Games review: Yakuza 6: The Song of Life

Kiryu seamlessly slips from changing diapers and buying milk to knocking seven shades of Shinto out of miscreants in The Song Of Life
Kiryu seamlessly slips from changing diapers and buying milk to knocking seven shades of Shinto out of miscreants in The Song Of Life Kiryu seamlessly slips from changing diapers and buying milk to knocking seven shades of Shinto out of miscreants in The Song Of Life

Yakuza 6: The Song of Life (PS4)

By: Sega

RAISE a cup of sake for Sega’s 12-year-old Yakuza series, which since 2006 has earned a loyal, if cult, following on Western shores with its curious cocktail of cutesy side-tasks, turgid theatrics and bare-knuckle brawling.

Yakuza 6 says sayonara to Kiryu’s Kamurocho capers in a suitably stylish swansong that mixes the series’ trademark soap-opera yarnage and hoopla-heavy exploration with shoving tongues to tarmac in brutal beatdowns.

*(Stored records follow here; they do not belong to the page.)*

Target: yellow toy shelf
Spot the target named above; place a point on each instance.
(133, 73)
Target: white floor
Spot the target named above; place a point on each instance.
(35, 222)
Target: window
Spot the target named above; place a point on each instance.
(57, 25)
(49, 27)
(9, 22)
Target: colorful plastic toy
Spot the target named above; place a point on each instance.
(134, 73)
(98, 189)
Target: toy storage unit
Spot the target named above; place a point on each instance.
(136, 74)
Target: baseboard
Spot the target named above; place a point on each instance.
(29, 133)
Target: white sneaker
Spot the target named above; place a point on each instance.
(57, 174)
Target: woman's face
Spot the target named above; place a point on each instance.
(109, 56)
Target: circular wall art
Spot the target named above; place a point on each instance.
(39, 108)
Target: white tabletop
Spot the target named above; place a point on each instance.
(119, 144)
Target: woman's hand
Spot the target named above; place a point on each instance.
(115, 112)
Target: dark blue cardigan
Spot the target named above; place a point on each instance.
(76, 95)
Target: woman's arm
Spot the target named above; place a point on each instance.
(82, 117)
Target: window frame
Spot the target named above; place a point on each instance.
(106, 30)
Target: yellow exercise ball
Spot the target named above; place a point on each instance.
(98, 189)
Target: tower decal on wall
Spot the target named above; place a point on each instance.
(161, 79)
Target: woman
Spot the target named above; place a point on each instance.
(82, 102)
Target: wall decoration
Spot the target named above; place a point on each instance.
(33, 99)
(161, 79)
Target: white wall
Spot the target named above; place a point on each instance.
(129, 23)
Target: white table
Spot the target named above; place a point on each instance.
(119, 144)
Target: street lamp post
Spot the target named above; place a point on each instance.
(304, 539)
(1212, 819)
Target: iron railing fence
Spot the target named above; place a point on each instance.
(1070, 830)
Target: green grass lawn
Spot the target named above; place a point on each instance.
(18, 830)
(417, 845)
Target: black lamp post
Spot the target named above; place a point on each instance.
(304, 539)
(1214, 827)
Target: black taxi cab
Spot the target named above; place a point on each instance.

After spending three years in chokey, Kiryu returns to a Civvy Street gone to pot. When his adopted daughter Haruka ends up the victim of a hit-and-run, the Dragon of Dojima is left holding the wee ‘un while investigating her final years.

Hair silvering and creaking with war wounds, an older Kiryu traipses Kamurocho in a bittersweet homecoming that tips its hat to Yakuza’s rich history as you juggle punching and parenting.

After the acreage and multiple protagonists of Yakuza 5, Song of Life can feel comparatively barren, with just one character to control over two locations – Kamurocho and the sleepy seaside town of Onomichi. A more measured, downbeat experience, then – though despite skimping on the stuffing, the meat of Yakuza 6 is deliciously dramatic.

Offering up more hilariously violent oriental hoo-ha, our loveable hard-ass seamlessly slips from changing diapers and buying milk to knocking seven shades of Shinto out of miscreants as he pounds the streets and street toughs in equal measure, truffling out nonsense distractions and goofy side quests en route to a fittingly epic showdown.

With a jack-of-all-trades fighting style, light attacks and heavy finishers are peppered with blocks, dodges and grappling. Once again, Japanophiles are given a plenty of scope to explore the game's dense neon jungle, and many an hour can be frittered on some virtual tourism.

During its 30-plus hours players can go spearfishing, manage a baseball team, belt out karaoke or track down stray cats. The arcades return, of course, this time hosting full versions of Sega classics PuyoPuyo and, incredibly, Virtua Fighter 5.

The fact a game good enough to buy separately is crammed into Yakuza 6’s window dressing (online mode and all) speaks volumes for the quality of its bells and whistles.

With blockbuster production values, an all-new engine ditches the loading screens when entering buildings while incredible textures are lavished on its dense world, right down to the wrinkles on Kiryu’s 50-something fizzog. Japanese legend and star of myriad Yakuza flicks Takeshi Kitano even puts in an appearance as a family head.

All good kickings must come to an end, though, and along with the last PS4 Yakuza – a remake of the original – this final hurrah book-ends one of gaming's great sagas.

A helpful recap and lashings of backstory mean that, while the end, it’s a perfectly accessible launchpad for virgins, and though the future of the console series is uncertain, Song of Life is an honourable send-off for Kiryu-san. Domo arigato. It’s been quite the ride.